Trump-backed Turkish doctor wins Pennsylvania Senate primary


Turkish-born Dr. Mehmet Oz has won the Republican primary in the US state of Pennsylvania. 

He will now run for the Republican Senate seat in the November by-elections. If elected, Dr. Oz will be the country's first Muslim senator. 

He had a 1000-vote lead over his rival David McCormack. He will now run against Democratic candidate John Fitterman, who is recovering from a stroke. 

Dr. Oz, a TV personality and heart surgeon who has appeared several times in the Oprah Winfrey show, released a video before the recount began, calling himself a "potential Republican" nominee. 

His political mentor, former President Donald Trump, urged him to declare victory before the official results. 

David McCormack, who opposed Oz in the primary, announced that he had accepted Oz's victory. 

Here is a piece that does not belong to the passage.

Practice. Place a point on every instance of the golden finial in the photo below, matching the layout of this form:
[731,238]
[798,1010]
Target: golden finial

"I called Mehmet Oz today to congratulate him on his victory," McCormack said in a statement on Friday. 

Oz thanked McCormack and said, "We will do everything we can to prevent the Senate from falling into the hands of John Fitterman and the radical left."

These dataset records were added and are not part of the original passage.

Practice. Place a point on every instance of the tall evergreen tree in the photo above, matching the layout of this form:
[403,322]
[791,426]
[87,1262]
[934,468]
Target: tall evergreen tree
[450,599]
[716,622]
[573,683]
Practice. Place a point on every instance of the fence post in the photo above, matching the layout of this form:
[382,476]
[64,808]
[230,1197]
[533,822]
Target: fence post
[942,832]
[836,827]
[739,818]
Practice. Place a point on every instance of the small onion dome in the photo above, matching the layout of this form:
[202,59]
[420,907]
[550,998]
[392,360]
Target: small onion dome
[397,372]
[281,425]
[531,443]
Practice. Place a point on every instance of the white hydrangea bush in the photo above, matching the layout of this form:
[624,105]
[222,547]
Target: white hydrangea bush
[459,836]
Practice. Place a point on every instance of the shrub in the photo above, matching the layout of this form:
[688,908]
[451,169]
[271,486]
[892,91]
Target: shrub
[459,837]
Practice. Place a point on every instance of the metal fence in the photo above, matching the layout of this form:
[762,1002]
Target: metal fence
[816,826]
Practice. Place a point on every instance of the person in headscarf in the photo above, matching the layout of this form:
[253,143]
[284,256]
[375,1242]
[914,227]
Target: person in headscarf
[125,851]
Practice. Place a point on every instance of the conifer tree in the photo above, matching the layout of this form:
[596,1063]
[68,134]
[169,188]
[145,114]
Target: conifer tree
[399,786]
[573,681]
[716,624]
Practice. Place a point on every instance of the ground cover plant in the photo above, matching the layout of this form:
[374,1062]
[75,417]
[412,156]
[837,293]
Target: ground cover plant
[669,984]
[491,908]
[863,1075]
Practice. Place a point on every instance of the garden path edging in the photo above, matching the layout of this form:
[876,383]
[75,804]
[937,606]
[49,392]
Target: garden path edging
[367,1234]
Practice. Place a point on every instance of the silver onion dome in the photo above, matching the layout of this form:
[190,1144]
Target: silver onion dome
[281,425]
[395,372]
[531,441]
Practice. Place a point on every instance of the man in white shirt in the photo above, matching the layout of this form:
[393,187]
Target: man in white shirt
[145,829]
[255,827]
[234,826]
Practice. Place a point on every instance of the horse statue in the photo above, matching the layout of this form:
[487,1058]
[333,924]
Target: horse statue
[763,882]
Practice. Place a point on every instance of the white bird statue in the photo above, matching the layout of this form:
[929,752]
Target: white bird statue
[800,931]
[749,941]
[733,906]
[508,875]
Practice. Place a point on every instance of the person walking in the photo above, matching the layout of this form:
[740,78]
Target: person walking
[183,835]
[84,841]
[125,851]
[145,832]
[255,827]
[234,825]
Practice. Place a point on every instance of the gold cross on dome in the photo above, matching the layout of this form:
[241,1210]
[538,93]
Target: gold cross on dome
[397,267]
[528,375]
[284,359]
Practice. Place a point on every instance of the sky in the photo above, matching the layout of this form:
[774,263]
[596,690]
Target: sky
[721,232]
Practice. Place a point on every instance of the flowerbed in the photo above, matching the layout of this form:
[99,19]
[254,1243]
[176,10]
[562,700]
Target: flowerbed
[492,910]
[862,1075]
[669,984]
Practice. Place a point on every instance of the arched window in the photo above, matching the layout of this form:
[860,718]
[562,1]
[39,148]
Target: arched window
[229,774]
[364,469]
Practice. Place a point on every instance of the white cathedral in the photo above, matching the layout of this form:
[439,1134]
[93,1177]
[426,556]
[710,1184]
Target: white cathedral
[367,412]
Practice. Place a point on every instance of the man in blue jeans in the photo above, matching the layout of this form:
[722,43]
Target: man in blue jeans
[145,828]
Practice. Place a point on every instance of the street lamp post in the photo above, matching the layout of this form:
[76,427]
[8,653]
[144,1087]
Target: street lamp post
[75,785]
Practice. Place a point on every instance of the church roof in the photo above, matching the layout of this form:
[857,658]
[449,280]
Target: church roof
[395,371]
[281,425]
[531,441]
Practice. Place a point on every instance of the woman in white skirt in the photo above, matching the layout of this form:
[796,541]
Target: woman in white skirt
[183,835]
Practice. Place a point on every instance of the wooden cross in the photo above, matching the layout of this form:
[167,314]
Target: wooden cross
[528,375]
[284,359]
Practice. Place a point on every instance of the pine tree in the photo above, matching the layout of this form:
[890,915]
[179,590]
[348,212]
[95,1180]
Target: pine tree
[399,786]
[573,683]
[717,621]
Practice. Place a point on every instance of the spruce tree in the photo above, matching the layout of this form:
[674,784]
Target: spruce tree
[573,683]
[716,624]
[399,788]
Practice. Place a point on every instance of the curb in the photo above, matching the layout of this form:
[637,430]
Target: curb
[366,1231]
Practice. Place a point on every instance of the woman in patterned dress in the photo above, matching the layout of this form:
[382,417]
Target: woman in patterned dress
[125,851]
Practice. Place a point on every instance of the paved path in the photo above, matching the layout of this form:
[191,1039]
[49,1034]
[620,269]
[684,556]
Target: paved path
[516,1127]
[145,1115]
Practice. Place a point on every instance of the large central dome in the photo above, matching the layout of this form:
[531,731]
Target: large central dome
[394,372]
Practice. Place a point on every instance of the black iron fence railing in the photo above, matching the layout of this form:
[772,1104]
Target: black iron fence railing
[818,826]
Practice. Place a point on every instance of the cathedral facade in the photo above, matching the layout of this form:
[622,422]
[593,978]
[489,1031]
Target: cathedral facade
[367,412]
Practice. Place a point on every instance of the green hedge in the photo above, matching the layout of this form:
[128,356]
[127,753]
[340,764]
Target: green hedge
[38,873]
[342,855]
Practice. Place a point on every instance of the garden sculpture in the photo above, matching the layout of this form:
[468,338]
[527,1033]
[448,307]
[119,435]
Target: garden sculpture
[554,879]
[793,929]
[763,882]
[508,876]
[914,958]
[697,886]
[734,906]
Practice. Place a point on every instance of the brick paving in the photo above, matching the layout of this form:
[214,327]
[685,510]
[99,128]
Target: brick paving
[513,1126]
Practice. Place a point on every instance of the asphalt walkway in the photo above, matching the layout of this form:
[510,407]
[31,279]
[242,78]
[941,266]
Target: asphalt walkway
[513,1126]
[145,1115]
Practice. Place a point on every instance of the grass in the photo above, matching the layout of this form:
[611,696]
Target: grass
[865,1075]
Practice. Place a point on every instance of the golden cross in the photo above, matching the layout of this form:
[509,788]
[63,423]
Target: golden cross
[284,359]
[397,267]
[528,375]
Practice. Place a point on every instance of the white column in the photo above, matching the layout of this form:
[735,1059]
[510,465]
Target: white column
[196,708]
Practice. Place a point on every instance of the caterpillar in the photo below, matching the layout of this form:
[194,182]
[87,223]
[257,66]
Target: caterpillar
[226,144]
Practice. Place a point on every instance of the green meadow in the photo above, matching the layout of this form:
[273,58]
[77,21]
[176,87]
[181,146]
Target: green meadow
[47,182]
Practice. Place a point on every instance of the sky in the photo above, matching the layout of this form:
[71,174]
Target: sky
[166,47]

The Democratic candidate for the Senate seat said in a statement on Friday that he was on the verge of dying from a stroke last month.

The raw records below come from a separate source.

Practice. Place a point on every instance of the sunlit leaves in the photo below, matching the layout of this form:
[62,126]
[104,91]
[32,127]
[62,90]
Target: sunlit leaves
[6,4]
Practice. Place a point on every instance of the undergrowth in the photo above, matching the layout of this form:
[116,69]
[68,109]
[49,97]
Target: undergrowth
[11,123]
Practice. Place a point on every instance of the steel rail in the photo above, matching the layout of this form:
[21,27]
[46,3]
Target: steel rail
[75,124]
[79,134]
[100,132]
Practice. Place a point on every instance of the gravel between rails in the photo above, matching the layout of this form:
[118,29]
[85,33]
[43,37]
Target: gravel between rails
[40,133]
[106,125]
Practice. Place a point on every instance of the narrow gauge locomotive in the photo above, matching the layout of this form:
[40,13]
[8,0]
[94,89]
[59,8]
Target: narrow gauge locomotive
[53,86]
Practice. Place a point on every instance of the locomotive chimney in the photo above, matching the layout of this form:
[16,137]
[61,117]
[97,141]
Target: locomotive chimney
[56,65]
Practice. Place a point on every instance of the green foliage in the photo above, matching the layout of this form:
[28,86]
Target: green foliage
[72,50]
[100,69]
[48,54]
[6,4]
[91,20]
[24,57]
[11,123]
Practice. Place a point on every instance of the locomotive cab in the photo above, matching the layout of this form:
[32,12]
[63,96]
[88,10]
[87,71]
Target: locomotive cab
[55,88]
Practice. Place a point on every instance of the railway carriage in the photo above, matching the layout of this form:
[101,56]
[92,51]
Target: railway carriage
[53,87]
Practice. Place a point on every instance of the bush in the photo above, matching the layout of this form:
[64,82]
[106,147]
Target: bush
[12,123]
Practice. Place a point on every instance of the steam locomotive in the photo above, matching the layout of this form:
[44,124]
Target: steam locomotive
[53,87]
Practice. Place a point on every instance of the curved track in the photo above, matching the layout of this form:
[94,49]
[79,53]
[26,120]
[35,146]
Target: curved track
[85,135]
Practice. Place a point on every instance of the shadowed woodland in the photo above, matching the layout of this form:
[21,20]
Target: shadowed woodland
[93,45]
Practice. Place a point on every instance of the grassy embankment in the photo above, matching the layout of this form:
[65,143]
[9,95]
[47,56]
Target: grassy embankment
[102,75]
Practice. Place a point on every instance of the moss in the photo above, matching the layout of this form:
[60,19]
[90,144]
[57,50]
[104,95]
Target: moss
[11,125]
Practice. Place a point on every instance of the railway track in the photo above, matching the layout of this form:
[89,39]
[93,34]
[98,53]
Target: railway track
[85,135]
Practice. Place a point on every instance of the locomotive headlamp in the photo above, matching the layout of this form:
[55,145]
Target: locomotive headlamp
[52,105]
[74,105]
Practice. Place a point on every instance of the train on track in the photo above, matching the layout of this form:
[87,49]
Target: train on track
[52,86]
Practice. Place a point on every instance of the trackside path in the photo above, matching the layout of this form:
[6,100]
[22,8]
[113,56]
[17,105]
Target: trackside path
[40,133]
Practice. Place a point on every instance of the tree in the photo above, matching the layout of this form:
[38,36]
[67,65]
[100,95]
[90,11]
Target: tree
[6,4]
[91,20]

"If I win, I will give up my Turkish citizenship."

Dr. Oz has announced that he will renounce his Turkish citizenship if he becomes a senator. 

The state's results in the November midterm elections in the United States are significant. The midterm elections are held halfway through the presidency of the United States and determine who controls the two chambers of Congress (the Senate and the House of Representatives). 

The Democratic Party's Senate Campaign Committee has criticized Oz for being a "fraud and scheme artist" and a "self-interested millionaire." 

The Democratic candidate for the Senate seat, meanwhile, said in a statement on Friday that he was on the verge of dying from a stroke last month. 

Fitterman, who is serving as Pennsylvania's deputy governor, said it was a mistake not to take the medicine prescribed by his doctor in 2017. 

The former Harvard-educated mayoral candidate is likely to face a controversy. 

During Fitterman's second term in 2013, as mayor of a town near Braddock, Pittsburgh, he pursued a black man who he thought (proved wrong) to be shot near his home. 

Has run Fitterman, who was armed with a shotgun during the confrontation, has refused to apologize for the incident.